Not all books translate well to film, though. Watchmen, although widely heralded as being a fantastic graphic novel, received mixed reviews as a film. The Spiderwick Chronicles was mediocre at best as a film, and Eragon wasn’t exactly a stellar success either. If you really want to travel back in time, try to recall the movie adaptation of Michael Crichton’s Congo. If you haven’t seen it, consider yourself lucky. If you have, you will recall that it was laughably bad.

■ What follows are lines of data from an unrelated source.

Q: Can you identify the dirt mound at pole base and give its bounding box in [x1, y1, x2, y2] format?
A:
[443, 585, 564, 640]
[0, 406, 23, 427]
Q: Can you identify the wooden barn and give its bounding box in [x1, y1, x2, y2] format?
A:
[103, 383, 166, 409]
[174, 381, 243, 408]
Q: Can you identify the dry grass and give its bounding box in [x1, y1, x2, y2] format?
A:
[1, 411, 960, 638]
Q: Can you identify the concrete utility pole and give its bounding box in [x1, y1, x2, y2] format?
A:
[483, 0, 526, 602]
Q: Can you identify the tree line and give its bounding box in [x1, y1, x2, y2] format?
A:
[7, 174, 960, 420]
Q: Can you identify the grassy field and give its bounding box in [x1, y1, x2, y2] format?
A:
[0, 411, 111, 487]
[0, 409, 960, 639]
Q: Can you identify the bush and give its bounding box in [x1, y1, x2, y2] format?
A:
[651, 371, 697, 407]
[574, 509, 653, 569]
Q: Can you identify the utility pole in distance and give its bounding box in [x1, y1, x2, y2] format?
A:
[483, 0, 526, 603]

So what am I excited about? The new Alice in Wonderland looks to be pretty good, as per the usual from Tim Burton. Where The Wild Things Are, one of my favorite stories as a kid, is also undergoing a film makeover. We’ll see how that goes. And then there’s Sherlock Holmes, a film adaptation that appears to be straying far from the original text, but entertaining enough for me not to mind. I’m keeping my fingers crossed for a film version of Pride & Prejudice & Zombies – the potential of a Shaun of the Dead-esque Jane Austen bonanza is astronomical.

1 comment:

  1. Greg, I recommend simply reading HP & The Half-Blood Prince again, then wait to rent the DVD. If, like me, you don't like seeing them stray a lot from the book, you're not going to like that movie (See my comments under Jason's post about "The Magicians").

    I was so appalled at the HBP movie that I'm frightened to see what they'll do to the last two movies. I would hope that splitting up the 7th book into two movies will mean that they'll mostly leave the story intact, but who can say? I don't think I've been as disappointed in a film adaptation of a beloved book since The Golden Compass movie two years ago. I thought that movie had its moments, but it also missed the mark.

    Actually, the Watchmen movie was pretty lousy too. I had high hopes for that one, but it simply didn't need to be made. In spite of its faithfulness to the material, it didn't translate well to film. It just seemed to revel in the violence, whereas the book allowed for imagination.

    "Where The Wild Things Are" just amuses me... An absolute classic, but how do you get 90 minutes out of an 18 page book? I hope it's better than the "Polar Express" movie. Or the Seuss adaptations. Ick.